The afternoon ended with a competition among the different teams and between the grades and the fifth-graders ended up winning on a technicality. One of the safety rules was that each hovercraft could get a starting push at the beginning of a run but the pushers had to keep their feet planted.
“The sixth grade thought they won because they got farther, but they had the pushers move their feet, which got them eliminated,” Chase said. “It’s fun in situations like that because the underdogs have won.”
The cost of the Hovercraft Project day was about $4,000, which was funded by the Scorpion Booster Club through their annual Casino Night Fundraiser that this year set a new record by raising $50,000 in February.
“There’s a big STEM focus at West Sedona School,” club President Heather Hermen said. “But the reason why we thought it would be good for the kids is [because] the fifth-graders are going to be going up to the junior high, and they’re going to be the little kids on campus. Why not get them in with the sixth-graders and do team-building to get them familiar with each other? … And the Hovercraft Project also addresses some things that are of concern in the schools. Each principal provided some things that they wanted the hovercraft team to work on. So they [focused] on school attendance, talking about bullying, being prepared for class and working together as a team.”
“One of the things that teachers said was that the sixth-graders especially have not even touched their cell phones,” WSS Principal Elizabeth Tavasci said. “They haven’t even taken them out of their backpacks. They’re so engaged in doing the project with their peers that they’ve just completely forgotten that part and are just having fun and learning.”
“We’ve been focused on growing community partnerships,” Tavasci added. “Our main community partner has been the [U.S.] Forest Service. They have really helped us to expand our network of people that we connect to.
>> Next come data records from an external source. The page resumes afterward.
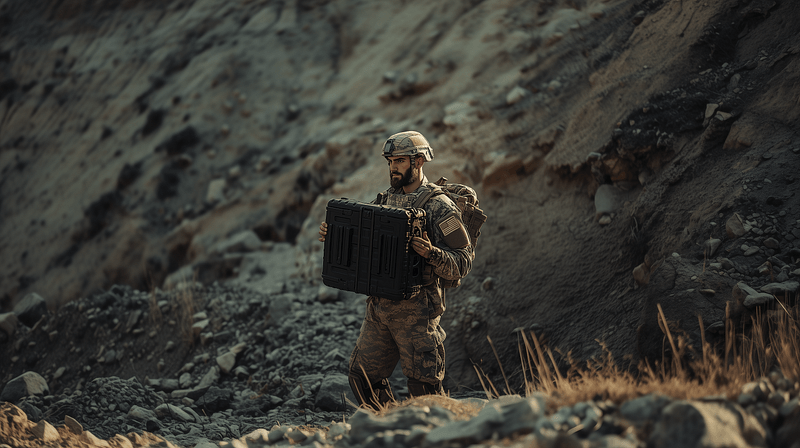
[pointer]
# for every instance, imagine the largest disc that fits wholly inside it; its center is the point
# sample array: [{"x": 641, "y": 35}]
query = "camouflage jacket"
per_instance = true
[{"x": 446, "y": 262}]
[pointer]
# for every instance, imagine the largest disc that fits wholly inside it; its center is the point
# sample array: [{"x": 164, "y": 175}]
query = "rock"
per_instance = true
[
  {"x": 788, "y": 435},
  {"x": 735, "y": 227},
  {"x": 73, "y": 425},
  {"x": 607, "y": 199},
  {"x": 141, "y": 414},
  {"x": 163, "y": 384},
  {"x": 642, "y": 409},
  {"x": 216, "y": 191},
  {"x": 164, "y": 410},
  {"x": 34, "y": 414},
  {"x": 516, "y": 94},
  {"x": 757, "y": 299},
  {"x": 226, "y": 362},
  {"x": 772, "y": 243},
  {"x": 710, "y": 247},
  {"x": 215, "y": 400},
  {"x": 334, "y": 392},
  {"x": 241, "y": 372},
  {"x": 25, "y": 385},
  {"x": 8, "y": 324},
  {"x": 501, "y": 417},
  {"x": 326, "y": 294},
  {"x": 30, "y": 309},
  {"x": 199, "y": 326},
  {"x": 185, "y": 380},
  {"x": 699, "y": 424},
  {"x": 276, "y": 433},
  {"x": 752, "y": 250},
  {"x": 641, "y": 274},
  {"x": 45, "y": 432},
  {"x": 262, "y": 163},
  {"x": 245, "y": 241},
  {"x": 211, "y": 377}
]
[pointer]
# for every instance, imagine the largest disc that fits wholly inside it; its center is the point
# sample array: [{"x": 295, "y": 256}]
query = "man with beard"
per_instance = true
[{"x": 409, "y": 330}]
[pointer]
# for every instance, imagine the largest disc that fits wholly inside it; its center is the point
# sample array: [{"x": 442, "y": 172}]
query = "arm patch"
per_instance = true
[{"x": 455, "y": 235}]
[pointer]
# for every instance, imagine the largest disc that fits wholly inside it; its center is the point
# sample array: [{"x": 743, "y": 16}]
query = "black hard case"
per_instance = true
[{"x": 367, "y": 249}]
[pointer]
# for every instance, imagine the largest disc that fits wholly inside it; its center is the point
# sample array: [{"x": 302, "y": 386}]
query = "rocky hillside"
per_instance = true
[{"x": 629, "y": 154}]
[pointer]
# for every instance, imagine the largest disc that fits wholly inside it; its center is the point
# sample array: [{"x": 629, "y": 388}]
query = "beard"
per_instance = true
[{"x": 406, "y": 178}]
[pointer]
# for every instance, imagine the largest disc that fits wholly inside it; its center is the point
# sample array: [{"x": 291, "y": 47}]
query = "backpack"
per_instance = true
[{"x": 472, "y": 216}]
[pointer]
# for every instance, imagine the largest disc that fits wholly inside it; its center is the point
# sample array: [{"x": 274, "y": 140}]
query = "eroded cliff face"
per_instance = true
[{"x": 600, "y": 135}]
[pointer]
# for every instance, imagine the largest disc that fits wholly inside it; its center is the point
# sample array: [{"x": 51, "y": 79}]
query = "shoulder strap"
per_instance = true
[{"x": 425, "y": 196}]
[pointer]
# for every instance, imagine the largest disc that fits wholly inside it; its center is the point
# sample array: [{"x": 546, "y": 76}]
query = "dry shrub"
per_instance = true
[{"x": 771, "y": 342}]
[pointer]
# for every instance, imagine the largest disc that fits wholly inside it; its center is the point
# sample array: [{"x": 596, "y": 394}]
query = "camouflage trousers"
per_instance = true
[{"x": 398, "y": 331}]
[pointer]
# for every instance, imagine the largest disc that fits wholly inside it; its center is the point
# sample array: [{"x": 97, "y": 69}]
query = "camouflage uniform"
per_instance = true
[{"x": 409, "y": 330}]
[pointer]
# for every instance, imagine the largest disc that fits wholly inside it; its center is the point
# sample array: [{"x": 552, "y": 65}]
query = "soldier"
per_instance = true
[{"x": 409, "y": 330}]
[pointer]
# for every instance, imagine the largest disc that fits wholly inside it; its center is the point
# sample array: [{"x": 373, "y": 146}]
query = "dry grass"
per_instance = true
[{"x": 771, "y": 342}]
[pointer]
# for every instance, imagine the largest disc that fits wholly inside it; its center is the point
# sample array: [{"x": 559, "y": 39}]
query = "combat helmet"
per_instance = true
[{"x": 408, "y": 143}]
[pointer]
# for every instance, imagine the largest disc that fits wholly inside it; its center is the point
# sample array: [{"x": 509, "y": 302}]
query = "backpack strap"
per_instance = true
[{"x": 425, "y": 196}]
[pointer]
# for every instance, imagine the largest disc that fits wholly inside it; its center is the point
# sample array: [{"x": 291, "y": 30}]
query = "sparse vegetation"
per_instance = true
[{"x": 769, "y": 346}]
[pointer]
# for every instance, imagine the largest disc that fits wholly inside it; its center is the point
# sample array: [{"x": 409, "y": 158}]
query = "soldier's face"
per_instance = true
[{"x": 400, "y": 172}]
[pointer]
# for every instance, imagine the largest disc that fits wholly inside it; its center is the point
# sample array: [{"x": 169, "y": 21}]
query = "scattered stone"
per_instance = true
[
  {"x": 516, "y": 94},
  {"x": 26, "y": 385},
  {"x": 696, "y": 424},
  {"x": 165, "y": 410},
  {"x": 45, "y": 432},
  {"x": 735, "y": 227},
  {"x": 73, "y": 425},
  {"x": 226, "y": 361},
  {"x": 772, "y": 243},
  {"x": 8, "y": 323},
  {"x": 30, "y": 309},
  {"x": 781, "y": 289},
  {"x": 711, "y": 246},
  {"x": 752, "y": 250},
  {"x": 334, "y": 392},
  {"x": 245, "y": 241},
  {"x": 216, "y": 191}
]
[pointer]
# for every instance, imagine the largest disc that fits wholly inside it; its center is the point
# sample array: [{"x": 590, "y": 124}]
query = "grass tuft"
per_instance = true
[{"x": 771, "y": 343}]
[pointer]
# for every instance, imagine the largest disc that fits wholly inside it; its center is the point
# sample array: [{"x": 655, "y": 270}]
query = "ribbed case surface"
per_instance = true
[{"x": 367, "y": 249}]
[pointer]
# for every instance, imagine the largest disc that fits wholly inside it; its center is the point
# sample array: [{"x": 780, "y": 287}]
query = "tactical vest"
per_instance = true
[{"x": 465, "y": 198}]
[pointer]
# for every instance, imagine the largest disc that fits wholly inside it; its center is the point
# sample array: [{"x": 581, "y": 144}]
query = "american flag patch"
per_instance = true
[{"x": 449, "y": 225}]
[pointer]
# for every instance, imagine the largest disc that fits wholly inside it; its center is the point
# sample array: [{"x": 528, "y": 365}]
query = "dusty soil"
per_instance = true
[{"x": 104, "y": 182}]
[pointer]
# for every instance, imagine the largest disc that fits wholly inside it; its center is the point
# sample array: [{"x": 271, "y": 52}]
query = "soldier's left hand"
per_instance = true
[{"x": 422, "y": 246}]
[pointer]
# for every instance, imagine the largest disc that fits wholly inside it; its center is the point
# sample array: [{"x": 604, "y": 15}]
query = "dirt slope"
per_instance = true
[{"x": 116, "y": 121}]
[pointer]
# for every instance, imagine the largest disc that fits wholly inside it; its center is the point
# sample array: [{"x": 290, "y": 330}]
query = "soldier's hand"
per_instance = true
[{"x": 422, "y": 246}]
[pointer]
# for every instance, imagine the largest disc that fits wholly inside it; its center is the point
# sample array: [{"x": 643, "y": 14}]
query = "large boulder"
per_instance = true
[
  {"x": 8, "y": 324},
  {"x": 695, "y": 424},
  {"x": 27, "y": 384}
]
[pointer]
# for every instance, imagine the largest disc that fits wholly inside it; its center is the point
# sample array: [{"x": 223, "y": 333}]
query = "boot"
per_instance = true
[{"x": 377, "y": 397}]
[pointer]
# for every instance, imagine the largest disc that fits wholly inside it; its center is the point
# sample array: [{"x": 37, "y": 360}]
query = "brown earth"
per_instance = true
[{"x": 115, "y": 119}]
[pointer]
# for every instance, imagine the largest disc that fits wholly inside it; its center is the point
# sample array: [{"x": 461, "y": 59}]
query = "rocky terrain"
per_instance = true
[{"x": 165, "y": 167}]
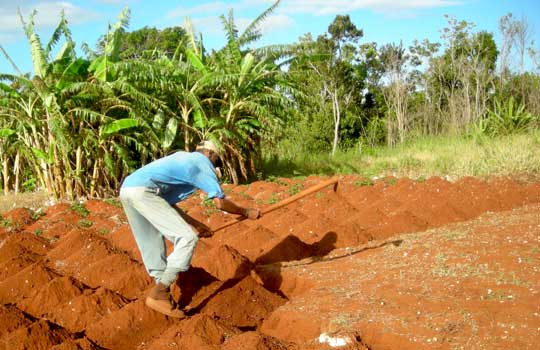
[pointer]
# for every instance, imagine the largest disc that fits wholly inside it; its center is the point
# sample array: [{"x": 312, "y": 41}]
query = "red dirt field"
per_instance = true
[{"x": 395, "y": 264}]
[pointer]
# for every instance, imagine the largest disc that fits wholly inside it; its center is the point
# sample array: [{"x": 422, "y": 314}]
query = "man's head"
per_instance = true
[{"x": 211, "y": 150}]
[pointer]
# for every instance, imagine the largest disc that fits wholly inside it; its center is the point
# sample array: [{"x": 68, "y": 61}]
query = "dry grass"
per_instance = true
[{"x": 31, "y": 200}]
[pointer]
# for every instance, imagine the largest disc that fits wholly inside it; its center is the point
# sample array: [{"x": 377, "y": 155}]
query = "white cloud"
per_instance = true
[
  {"x": 324, "y": 7},
  {"x": 204, "y": 9},
  {"x": 213, "y": 25},
  {"x": 48, "y": 15},
  {"x": 276, "y": 23}
]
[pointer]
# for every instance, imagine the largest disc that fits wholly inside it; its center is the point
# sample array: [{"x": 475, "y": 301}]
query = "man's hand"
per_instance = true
[
  {"x": 204, "y": 231},
  {"x": 252, "y": 213}
]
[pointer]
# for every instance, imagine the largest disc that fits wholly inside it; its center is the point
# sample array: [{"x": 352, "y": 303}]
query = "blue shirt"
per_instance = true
[{"x": 176, "y": 176}]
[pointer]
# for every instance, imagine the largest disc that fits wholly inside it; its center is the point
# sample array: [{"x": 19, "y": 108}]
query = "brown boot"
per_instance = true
[{"x": 159, "y": 299}]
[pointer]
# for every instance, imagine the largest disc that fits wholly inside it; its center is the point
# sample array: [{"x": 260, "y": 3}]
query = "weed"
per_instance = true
[
  {"x": 209, "y": 212},
  {"x": 114, "y": 202},
  {"x": 208, "y": 203},
  {"x": 491, "y": 295},
  {"x": 363, "y": 182},
  {"x": 80, "y": 209},
  {"x": 244, "y": 194},
  {"x": 37, "y": 214},
  {"x": 294, "y": 189},
  {"x": 85, "y": 223},
  {"x": 273, "y": 199},
  {"x": 4, "y": 222}
]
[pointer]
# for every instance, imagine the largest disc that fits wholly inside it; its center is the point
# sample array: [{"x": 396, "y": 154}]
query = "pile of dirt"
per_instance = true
[{"x": 73, "y": 278}]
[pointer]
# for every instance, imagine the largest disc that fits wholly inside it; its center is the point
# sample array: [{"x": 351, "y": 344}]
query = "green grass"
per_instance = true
[{"x": 423, "y": 157}]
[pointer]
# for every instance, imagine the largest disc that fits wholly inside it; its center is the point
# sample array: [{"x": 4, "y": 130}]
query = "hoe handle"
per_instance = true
[{"x": 287, "y": 201}]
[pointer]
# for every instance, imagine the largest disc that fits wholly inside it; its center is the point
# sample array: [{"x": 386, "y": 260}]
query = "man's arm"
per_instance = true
[{"x": 233, "y": 208}]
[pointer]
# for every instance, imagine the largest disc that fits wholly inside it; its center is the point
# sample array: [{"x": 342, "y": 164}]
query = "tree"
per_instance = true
[
  {"x": 394, "y": 59},
  {"x": 333, "y": 60}
]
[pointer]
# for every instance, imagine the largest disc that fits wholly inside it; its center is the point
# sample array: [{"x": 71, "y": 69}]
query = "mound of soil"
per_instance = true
[{"x": 392, "y": 264}]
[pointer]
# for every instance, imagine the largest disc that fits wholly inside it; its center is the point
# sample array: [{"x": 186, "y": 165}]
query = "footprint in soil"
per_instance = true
[{"x": 291, "y": 248}]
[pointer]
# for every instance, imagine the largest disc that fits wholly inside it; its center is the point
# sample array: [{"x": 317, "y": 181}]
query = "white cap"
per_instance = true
[{"x": 209, "y": 145}]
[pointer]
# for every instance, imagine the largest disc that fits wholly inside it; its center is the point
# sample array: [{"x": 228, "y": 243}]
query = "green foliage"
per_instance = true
[
  {"x": 80, "y": 125},
  {"x": 80, "y": 209},
  {"x": 113, "y": 202},
  {"x": 85, "y": 223},
  {"x": 507, "y": 118},
  {"x": 295, "y": 188}
]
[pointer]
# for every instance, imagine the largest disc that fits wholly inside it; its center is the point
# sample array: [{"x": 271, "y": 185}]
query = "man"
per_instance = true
[{"x": 148, "y": 196}]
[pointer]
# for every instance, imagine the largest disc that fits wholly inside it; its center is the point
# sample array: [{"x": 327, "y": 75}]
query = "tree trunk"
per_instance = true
[
  {"x": 5, "y": 173},
  {"x": 337, "y": 120},
  {"x": 16, "y": 170}
]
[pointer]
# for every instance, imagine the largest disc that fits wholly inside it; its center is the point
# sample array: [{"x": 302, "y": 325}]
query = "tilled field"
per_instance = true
[{"x": 393, "y": 264}]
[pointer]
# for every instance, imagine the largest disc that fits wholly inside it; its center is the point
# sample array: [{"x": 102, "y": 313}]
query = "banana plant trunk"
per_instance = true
[
  {"x": 5, "y": 174},
  {"x": 16, "y": 170}
]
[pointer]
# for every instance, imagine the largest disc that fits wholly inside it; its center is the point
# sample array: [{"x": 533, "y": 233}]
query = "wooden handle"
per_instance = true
[
  {"x": 299, "y": 195},
  {"x": 332, "y": 181}
]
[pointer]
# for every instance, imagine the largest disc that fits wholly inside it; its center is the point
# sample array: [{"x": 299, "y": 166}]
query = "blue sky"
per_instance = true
[{"x": 383, "y": 21}]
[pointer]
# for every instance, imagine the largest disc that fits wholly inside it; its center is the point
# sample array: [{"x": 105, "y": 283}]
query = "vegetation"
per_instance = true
[{"x": 77, "y": 126}]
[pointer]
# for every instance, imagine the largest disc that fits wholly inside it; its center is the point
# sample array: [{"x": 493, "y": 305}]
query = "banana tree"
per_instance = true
[{"x": 250, "y": 93}]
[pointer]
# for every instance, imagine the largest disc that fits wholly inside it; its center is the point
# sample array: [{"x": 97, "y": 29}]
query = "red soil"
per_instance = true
[{"x": 356, "y": 265}]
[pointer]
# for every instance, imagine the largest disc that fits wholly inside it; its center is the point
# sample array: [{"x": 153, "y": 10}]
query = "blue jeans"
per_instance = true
[{"x": 152, "y": 220}]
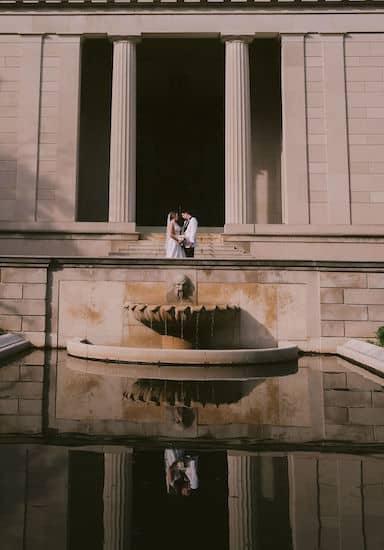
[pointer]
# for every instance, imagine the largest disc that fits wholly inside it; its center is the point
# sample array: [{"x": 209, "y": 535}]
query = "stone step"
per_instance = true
[{"x": 150, "y": 249}]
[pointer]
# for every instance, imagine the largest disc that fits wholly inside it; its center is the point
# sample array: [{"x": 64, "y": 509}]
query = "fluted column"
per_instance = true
[
  {"x": 117, "y": 499},
  {"x": 238, "y": 165},
  {"x": 122, "y": 175},
  {"x": 242, "y": 501}
]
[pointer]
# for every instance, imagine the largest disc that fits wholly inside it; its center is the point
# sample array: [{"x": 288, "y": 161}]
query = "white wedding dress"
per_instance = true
[{"x": 172, "y": 247}]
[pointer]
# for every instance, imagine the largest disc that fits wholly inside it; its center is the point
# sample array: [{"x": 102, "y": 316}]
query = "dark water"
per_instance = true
[{"x": 96, "y": 456}]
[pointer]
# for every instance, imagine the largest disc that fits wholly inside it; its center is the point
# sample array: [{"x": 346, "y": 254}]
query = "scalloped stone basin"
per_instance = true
[
  {"x": 82, "y": 348},
  {"x": 180, "y": 317}
]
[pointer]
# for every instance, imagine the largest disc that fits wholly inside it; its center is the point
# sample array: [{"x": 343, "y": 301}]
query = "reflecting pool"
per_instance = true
[{"x": 116, "y": 457}]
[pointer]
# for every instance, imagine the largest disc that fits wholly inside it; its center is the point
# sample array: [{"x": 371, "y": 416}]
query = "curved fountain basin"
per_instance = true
[
  {"x": 82, "y": 348},
  {"x": 177, "y": 372}
]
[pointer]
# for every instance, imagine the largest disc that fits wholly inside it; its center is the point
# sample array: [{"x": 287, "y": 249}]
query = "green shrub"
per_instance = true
[{"x": 380, "y": 335}]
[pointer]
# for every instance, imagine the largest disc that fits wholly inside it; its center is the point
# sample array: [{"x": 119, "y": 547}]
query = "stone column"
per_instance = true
[
  {"x": 238, "y": 165},
  {"x": 122, "y": 178},
  {"x": 294, "y": 155},
  {"x": 117, "y": 499},
  {"x": 242, "y": 501}
]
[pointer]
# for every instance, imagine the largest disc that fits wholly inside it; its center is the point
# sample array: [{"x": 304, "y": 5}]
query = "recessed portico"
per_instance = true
[{"x": 207, "y": 136}]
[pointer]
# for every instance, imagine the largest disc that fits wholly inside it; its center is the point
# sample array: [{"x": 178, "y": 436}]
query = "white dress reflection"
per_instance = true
[{"x": 180, "y": 472}]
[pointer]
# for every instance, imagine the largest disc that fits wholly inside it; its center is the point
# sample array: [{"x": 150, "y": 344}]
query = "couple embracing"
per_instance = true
[{"x": 181, "y": 235}]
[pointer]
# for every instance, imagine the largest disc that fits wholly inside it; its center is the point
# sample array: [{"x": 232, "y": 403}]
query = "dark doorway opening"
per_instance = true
[
  {"x": 264, "y": 60},
  {"x": 95, "y": 128},
  {"x": 180, "y": 129}
]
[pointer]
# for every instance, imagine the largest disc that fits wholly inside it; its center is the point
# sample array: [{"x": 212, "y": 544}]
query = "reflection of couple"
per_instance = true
[
  {"x": 181, "y": 237},
  {"x": 181, "y": 472}
]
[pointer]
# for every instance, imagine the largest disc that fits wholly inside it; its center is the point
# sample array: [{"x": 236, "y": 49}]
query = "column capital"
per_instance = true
[
  {"x": 122, "y": 38},
  {"x": 245, "y": 38}
]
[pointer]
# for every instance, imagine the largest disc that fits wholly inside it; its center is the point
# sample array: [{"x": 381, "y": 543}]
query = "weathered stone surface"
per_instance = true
[
  {"x": 10, "y": 290},
  {"x": 334, "y": 381},
  {"x": 23, "y": 275},
  {"x": 22, "y": 307},
  {"x": 10, "y": 322},
  {"x": 361, "y": 329},
  {"x": 34, "y": 291},
  {"x": 357, "y": 382},
  {"x": 31, "y": 373},
  {"x": 363, "y": 296},
  {"x": 8, "y": 406},
  {"x": 33, "y": 323},
  {"x": 345, "y": 398},
  {"x": 332, "y": 328},
  {"x": 376, "y": 280},
  {"x": 349, "y": 433},
  {"x": 31, "y": 407},
  {"x": 336, "y": 415},
  {"x": 27, "y": 390},
  {"x": 331, "y": 295},
  {"x": 345, "y": 280},
  {"x": 20, "y": 424},
  {"x": 367, "y": 416},
  {"x": 343, "y": 312}
]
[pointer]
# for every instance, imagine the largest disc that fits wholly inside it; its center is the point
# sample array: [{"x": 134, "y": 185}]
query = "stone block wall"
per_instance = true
[
  {"x": 23, "y": 302},
  {"x": 352, "y": 305},
  {"x": 60, "y": 96},
  {"x": 10, "y": 59},
  {"x": 21, "y": 394},
  {"x": 364, "y": 62},
  {"x": 353, "y": 406},
  {"x": 39, "y": 102},
  {"x": 316, "y": 131}
]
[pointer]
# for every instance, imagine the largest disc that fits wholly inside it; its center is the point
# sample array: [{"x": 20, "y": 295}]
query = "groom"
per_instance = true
[{"x": 189, "y": 231}]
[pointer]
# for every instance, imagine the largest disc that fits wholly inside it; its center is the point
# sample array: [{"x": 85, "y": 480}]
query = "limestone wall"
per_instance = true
[
  {"x": 365, "y": 94},
  {"x": 39, "y": 91},
  {"x": 333, "y": 104},
  {"x": 23, "y": 301},
  {"x": 316, "y": 308}
]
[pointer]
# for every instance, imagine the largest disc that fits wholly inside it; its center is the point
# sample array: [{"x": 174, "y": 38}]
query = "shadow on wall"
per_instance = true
[{"x": 266, "y": 129}]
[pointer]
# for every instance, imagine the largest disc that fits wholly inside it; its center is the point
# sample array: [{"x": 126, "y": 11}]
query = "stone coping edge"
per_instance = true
[
  {"x": 57, "y": 262},
  {"x": 11, "y": 344},
  {"x": 79, "y": 347},
  {"x": 365, "y": 354}
]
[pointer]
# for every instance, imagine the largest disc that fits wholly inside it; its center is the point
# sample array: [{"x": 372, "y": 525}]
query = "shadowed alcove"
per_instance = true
[{"x": 180, "y": 129}]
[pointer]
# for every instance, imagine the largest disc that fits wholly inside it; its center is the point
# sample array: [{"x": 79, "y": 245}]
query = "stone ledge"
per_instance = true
[
  {"x": 10, "y": 344},
  {"x": 367, "y": 355},
  {"x": 58, "y": 262}
]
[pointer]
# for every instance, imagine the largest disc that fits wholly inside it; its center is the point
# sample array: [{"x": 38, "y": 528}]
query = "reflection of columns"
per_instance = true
[
  {"x": 117, "y": 500},
  {"x": 122, "y": 179},
  {"x": 242, "y": 501},
  {"x": 238, "y": 178}
]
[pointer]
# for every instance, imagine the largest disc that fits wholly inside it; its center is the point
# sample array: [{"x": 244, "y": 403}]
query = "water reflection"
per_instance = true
[
  {"x": 181, "y": 472},
  {"x": 116, "y": 498},
  {"x": 190, "y": 433}
]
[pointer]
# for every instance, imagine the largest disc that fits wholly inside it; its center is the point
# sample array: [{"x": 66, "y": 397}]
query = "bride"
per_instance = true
[{"x": 173, "y": 248}]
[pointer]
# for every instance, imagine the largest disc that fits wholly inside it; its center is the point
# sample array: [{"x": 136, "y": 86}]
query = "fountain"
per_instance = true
[{"x": 190, "y": 333}]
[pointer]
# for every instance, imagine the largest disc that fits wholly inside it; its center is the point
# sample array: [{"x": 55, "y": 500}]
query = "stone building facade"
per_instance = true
[{"x": 296, "y": 151}]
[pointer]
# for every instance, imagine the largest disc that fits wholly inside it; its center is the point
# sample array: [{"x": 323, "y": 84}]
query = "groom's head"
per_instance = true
[{"x": 186, "y": 214}]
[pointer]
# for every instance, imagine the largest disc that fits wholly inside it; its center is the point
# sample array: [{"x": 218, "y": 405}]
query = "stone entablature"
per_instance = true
[{"x": 103, "y": 4}]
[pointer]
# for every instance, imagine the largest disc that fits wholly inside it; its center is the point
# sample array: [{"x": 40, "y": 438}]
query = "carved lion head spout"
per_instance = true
[{"x": 180, "y": 284}]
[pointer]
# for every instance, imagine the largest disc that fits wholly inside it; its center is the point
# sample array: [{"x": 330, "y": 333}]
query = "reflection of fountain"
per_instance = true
[
  {"x": 184, "y": 324},
  {"x": 189, "y": 333},
  {"x": 192, "y": 393}
]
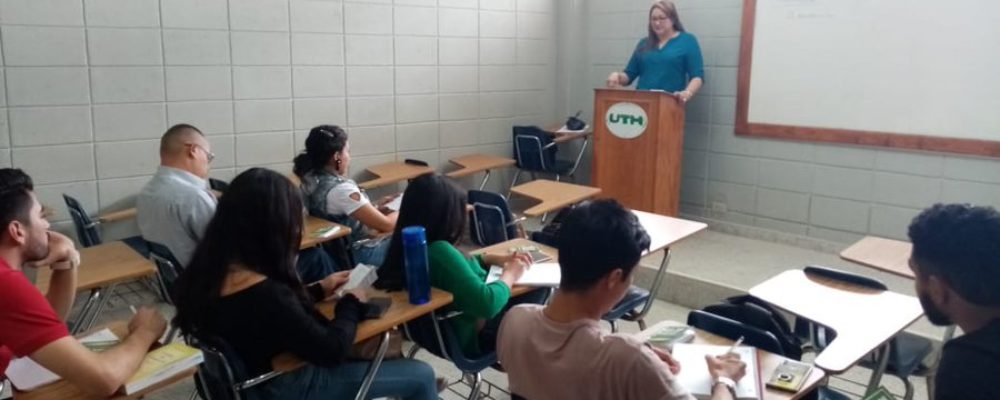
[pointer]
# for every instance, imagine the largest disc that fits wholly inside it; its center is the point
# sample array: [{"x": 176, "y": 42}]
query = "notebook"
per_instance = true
[
  {"x": 694, "y": 374},
  {"x": 163, "y": 363},
  {"x": 539, "y": 275},
  {"x": 25, "y": 374}
]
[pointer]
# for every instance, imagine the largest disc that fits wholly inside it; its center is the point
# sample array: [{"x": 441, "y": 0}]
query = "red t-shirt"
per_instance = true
[{"x": 27, "y": 320}]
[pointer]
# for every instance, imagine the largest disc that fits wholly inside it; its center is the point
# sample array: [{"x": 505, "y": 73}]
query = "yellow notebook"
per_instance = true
[{"x": 163, "y": 363}]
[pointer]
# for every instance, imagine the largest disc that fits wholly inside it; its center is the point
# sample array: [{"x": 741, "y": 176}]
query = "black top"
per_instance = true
[
  {"x": 267, "y": 319},
  {"x": 969, "y": 366}
]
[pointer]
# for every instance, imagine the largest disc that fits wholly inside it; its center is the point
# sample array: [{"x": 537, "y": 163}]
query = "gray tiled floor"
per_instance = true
[{"x": 735, "y": 261}]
The Forest Service and Friends of the Forest helped us to put together community partners across the Sedona area that would align with each of our grade levels.
“The students have had these rich experiences of taking trips out to Beaver Creek and doing water sampling and water testing and water filtration or learning about pollinators and native seeds, and we recently had the Sedona Fire District come in to also help teach STEM principles.”